In case of automated jobs you can do a different approach as the above is not possible.
You can make use of OUTPUT clause to capture the contents of the DELETED table to another staging table and check it after the DELETE. If by any chance it doesn’t match you expectation you can ROLLBACK the transaction otherwise you may COMMIT it.
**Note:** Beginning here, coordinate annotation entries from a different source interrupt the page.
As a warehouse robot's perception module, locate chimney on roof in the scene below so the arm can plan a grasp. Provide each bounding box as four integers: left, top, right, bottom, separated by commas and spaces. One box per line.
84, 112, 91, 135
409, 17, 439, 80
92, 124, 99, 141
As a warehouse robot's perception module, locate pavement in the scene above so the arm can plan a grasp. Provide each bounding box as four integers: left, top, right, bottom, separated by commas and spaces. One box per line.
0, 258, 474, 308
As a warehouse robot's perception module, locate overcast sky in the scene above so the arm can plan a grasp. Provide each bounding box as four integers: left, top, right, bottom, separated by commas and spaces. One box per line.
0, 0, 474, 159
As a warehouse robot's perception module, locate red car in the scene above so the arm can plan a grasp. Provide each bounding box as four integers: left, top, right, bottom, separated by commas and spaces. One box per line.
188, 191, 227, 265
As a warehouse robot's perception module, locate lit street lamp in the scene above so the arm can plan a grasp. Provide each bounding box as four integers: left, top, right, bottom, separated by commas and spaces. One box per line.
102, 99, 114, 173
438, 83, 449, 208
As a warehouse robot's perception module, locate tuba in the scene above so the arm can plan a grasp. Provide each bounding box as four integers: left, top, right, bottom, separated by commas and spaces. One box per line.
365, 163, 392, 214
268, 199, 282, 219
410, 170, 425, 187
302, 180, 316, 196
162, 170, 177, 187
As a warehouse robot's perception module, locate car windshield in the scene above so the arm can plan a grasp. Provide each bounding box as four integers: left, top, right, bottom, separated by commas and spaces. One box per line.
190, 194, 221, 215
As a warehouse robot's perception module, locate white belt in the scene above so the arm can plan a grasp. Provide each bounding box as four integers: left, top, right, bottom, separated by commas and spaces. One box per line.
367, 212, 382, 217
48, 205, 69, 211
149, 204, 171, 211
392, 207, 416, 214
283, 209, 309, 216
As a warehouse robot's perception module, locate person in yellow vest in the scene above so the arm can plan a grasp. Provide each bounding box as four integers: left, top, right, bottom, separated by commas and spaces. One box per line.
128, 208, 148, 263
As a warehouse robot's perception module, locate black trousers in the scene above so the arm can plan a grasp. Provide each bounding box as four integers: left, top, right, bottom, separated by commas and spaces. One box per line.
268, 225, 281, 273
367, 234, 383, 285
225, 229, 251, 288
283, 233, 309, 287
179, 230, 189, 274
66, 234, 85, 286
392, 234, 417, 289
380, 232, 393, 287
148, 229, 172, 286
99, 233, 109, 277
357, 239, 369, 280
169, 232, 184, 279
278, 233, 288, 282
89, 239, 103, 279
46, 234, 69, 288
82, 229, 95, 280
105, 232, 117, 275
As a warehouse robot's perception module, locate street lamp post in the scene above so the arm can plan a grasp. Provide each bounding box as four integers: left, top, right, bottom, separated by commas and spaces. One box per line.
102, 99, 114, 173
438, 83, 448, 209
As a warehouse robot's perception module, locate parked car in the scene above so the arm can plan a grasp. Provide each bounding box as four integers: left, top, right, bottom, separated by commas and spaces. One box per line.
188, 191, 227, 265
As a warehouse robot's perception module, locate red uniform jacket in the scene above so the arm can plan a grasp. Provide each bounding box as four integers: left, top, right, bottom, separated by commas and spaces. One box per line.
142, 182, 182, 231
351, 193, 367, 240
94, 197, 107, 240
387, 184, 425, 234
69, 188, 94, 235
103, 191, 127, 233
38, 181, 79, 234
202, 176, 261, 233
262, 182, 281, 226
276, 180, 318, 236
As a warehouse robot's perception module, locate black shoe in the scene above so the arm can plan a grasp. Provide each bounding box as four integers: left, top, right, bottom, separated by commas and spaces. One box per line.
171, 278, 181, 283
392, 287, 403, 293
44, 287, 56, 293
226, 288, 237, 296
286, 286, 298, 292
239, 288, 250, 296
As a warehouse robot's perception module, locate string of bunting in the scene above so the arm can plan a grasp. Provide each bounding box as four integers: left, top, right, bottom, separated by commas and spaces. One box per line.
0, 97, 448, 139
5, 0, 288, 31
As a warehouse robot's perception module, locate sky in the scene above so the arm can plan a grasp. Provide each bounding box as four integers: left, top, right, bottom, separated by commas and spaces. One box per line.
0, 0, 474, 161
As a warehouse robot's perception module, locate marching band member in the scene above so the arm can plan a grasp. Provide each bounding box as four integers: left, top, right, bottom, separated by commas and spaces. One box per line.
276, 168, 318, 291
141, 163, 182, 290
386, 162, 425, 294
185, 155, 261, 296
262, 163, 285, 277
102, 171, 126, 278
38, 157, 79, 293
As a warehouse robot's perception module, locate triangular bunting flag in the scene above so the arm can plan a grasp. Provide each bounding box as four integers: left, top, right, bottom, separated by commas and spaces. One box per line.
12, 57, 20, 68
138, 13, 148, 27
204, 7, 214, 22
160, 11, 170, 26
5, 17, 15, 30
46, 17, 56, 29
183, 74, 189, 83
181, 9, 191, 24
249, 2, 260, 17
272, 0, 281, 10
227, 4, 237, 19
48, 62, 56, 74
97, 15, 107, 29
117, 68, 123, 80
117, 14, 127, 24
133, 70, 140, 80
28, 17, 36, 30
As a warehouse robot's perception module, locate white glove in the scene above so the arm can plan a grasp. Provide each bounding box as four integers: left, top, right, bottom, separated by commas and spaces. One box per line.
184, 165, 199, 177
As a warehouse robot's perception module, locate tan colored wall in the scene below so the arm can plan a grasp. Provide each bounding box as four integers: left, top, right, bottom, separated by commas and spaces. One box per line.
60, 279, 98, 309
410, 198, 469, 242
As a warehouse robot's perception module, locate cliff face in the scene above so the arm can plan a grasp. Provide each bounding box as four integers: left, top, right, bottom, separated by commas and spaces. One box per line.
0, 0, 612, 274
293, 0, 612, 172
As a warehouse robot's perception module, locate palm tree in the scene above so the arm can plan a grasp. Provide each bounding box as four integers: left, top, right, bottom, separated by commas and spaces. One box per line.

The stub will look like below
BEGIN TRAN TestDelete
DELETE t
OUTPUT DELETED.* INTO OtherTable
FROM Table t
…
IF (SELECT COUNT(*) FROM OtherTable) =
ROLLBACK TRAN TestDelete
ELSE
COMMIT TRAN TestDelete
3. Always fully qualify the object names used in DELETE statement
This is the most critical of the steps and the one which gave us the maximum trouble with. Make sure you use appropriate aliases and fully qualify the columns otherwise you may end up flushing out the entire data of the table as per below. This is what happened to us and we had to spend good amount of time to rework and put the lost data back in place.
See the below illustration to understand the issue
declare @t table
(
id int,
val varchar(50)
)
insert @t
values (1,’Test’),
(2,’jkgj’),
(1,’grwreg’),
(1,’sdvad’),
(1,’svdb’)
declare @t1 table
(
Col1 int,
col2 int
)
insert @t1
values (12,123),(2,234),(5,213)
select * from @t
select * from @t1
delete
from @t
where id in (select id from @t1)
select * from @t
select * from @t1
If you see the code above carefully it has a wrong column placed within the subquery. Little did we realize what this would cause to us.
Checking the output you can see that it will delete all the records from the outer table @t as it will act as a trivial condition check.
This behavior is by design and is explained in the KB article below
http://support.microsoft.com/kb/298674/en-us
Rewriting the query as below you can see that it will complain on the wrong column
delete
from @t t
where t.id in (select t1.id from @t1 t1)
Which will avoid any possibility of table getting emptied as it happened above
So the bottom line is always fully qualify your objects
Hopefully this would give you some insight into things to be taken care of while developing and implementing delete queries in future and avoid any unintended deletions from happening.